The light changes and I cross, zigzagging over to narrow Viccolo Posterla; in the distance, I can see the arch of ivy tickling the door of the language school. When I arrive, I put my hand against the button and hear the bell ring inside; the click of the door announces my normal, late arrival. I check the list to make sure my class hasn’t moved and walk past several students speaking in French, wrestling the coffee machine. I show them the button hiding on the machine’s dusty spine and run up the stairs, opening the door to Blue Room at exactly 9:14 a.m.So now, let us zoom out, enough to where I begin to see this whole experience — the divorce with Tyler, now dating Anne, the friendship breakup with Lisa, splitting with Alain — will teach me something. Has taught me something. Now, a little more, where I can see that each heartbreak is a price I paid for the privilege of loving someone. And a little bit more, where my life takes on the husk of a puzzle. Instead of being wary or frustrated or discouraged by the disarray (pieces scattered everywhere!), I’m fascinated, curious and falling in love with this mad, magical world a little more each day.
So, when the teacher at my Italian school in Bologna introduces the subject for the day and I start laughing, it’s hard to explain why. The subject is a creature called congiuntivo, a tense that’s more of a verbal mood. It’s tricky, but simply stated congiuntivo is mainly used in subordinate clauses to express doubt, uncertainty or personal feelings. So, more or less everything. Dasha and I had a good laugh over our cappucci during the break — after meeting the beast known as congiuntivo, we realized we’d been speaking more or less incorrectly (or at least, in a less educated way) for at least four months.
If I would’ve learned congiuntivo four months ago, I would’ve completely missed the cosmic irony. I’m finally learning the part of the language you’re supposed to use when you’re unsure of everything at a time when I’m completely unsure of everything. Therefore, if writing in Italian, I would not use congiuntivo because I’m sure being unsure is exactly where I need to be.
So nice to see you moving on and enjoying Italy. Never heard of the congiuntivo tense–and what is the subordinate clause? I guess I don’t know a thing about sentence structure!
Thanks mom 🙂 A subordinate clause (I only know because I had to teach people about it lately) is a clause that makes up part of and depends on a main clause, usually introduced by a conjunctive… for example, “I ate my pizza when it was ready.” Simply stated, “when it was ready” is the subordinate clause because it can’t stand on its own. I hope I explained that correctly! Grammar is hard!!!

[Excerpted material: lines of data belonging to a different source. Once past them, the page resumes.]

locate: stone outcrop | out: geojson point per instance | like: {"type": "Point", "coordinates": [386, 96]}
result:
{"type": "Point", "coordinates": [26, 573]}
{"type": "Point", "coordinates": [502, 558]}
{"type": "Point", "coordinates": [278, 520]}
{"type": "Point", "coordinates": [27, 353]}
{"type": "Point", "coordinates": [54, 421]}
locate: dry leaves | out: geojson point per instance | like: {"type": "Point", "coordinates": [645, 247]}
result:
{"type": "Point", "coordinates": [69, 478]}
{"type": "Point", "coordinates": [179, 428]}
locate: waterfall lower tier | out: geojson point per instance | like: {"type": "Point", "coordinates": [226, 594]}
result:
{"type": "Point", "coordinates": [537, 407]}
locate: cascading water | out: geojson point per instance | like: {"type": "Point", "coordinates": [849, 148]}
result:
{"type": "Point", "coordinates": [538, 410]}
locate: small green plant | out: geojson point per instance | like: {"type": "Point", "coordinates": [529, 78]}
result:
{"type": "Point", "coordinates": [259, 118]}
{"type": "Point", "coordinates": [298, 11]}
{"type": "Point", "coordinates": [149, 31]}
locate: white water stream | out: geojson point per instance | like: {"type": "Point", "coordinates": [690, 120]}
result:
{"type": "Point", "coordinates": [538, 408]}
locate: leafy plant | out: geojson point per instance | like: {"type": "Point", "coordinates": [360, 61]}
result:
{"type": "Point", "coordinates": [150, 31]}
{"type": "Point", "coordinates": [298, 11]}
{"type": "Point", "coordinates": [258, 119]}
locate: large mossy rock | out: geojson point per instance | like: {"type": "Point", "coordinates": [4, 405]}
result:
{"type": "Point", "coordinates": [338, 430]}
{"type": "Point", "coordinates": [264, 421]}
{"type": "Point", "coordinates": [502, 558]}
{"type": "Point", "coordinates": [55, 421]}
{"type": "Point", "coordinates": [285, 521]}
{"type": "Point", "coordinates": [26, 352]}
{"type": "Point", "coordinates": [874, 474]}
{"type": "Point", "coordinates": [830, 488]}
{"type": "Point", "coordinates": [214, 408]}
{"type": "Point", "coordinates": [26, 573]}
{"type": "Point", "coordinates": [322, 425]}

“each heartbreak is a price I paid for the priviledge of loving someone”; a great phrase (and realization); still not fun repeating the experience, however. Bob
True dat!
Enjoyed your Post! ❤️️
Thanks Claudia 🙂 🙂
Love the your blog Sylva. What camera and lens are you using?
Gurkumal! Hello 🙂 So good to hear from you and please pardon my tardy response… actually I use a really crappy Android phone haha and also a Go Pro. The Go Pro takes much better pictures… thanks for reading 🙂 I hope you are well!